During the inclusion of the 40 KB file, mod_include allocates a series of
4 KB buffers, fills them from the file, and sends them down the chain (or
maybe it uses mmap).  The analysis is left to the reader, but the end
result is that ap_bput is called 50 times during the request phase.  Is
that a lot?  Consider the amount of work being done, and the fact that we
have avoided all the overhead of using, for example, actual pipes, or
thread-safe queueing.  Calling functions in a single userland context is
known to be fast.  The number of calls could be reduced if mod_include
used a larger internal buffer, but at the expense of memory consumption
(or it could use mmap).  Note also that the number of ap_bput calls does
not translate into packets on the wire.  mod_net is free to do whatever is
optimal with respect to packet boundaries.

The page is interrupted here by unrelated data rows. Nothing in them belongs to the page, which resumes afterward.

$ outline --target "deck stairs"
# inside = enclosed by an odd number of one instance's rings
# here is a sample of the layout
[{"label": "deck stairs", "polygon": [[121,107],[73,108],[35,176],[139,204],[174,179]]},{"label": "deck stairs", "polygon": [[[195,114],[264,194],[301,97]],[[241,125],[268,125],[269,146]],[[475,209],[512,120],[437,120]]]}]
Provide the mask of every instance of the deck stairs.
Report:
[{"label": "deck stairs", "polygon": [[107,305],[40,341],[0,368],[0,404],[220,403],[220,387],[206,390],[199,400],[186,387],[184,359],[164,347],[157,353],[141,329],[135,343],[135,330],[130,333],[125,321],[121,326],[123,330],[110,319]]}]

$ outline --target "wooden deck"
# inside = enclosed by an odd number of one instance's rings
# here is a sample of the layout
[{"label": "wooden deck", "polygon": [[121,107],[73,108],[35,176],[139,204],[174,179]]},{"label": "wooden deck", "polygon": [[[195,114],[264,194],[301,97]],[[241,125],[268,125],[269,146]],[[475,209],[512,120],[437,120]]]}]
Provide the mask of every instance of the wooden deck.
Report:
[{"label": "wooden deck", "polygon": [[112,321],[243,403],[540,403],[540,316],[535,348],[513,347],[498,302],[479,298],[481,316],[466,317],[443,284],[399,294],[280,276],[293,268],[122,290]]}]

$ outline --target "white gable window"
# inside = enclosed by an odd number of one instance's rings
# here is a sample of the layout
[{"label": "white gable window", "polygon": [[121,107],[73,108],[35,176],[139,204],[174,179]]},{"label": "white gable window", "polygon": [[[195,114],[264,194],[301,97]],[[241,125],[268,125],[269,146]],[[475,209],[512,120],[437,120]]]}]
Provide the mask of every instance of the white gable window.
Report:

The second example represents high performance static content delivery.  
The content-generating module has all headers and content cached or mapped
in memory.  The entire output phase is accomplished in a single ap_bput
call, and the networking module does The Right Thing to ensure best
network usage.

Am I rambling yet?  I'd like to get some opinions on this system, if
anybody feels it is significantly different from those already proposed.  
I realize that I have waved my hands regarding actually deciding when to
use what IO layers and where, but I am confident that a logically
appealing system could be devised.

Regards, 
Jeffrey

> 
> Yes, these two architectures are similar and can accomplish the
> same tasks, but they don't have the same performance characteristics
> and they don't have the same configuration interface.  And, perhaps
> most significantly, relayed-IO systems are not as reliable because
> it is very hard to anticipate how processing will occur and very easy
> for the system to become stuck in an infinite loop.
> 
> I don't want a blackboard architecture in Apache, regardless of the
> version of the release or how many users might be satisfied by the
> features it can implement.  It is unreliable and hard to maintain
> and adds too much latency to the response processing.  But if somebody
> else really wants such an architecture, and they understand its implications,
> then I won't prevent them from going with that solution -- I just
> don't want them thinking it is what we meant by layered-IO.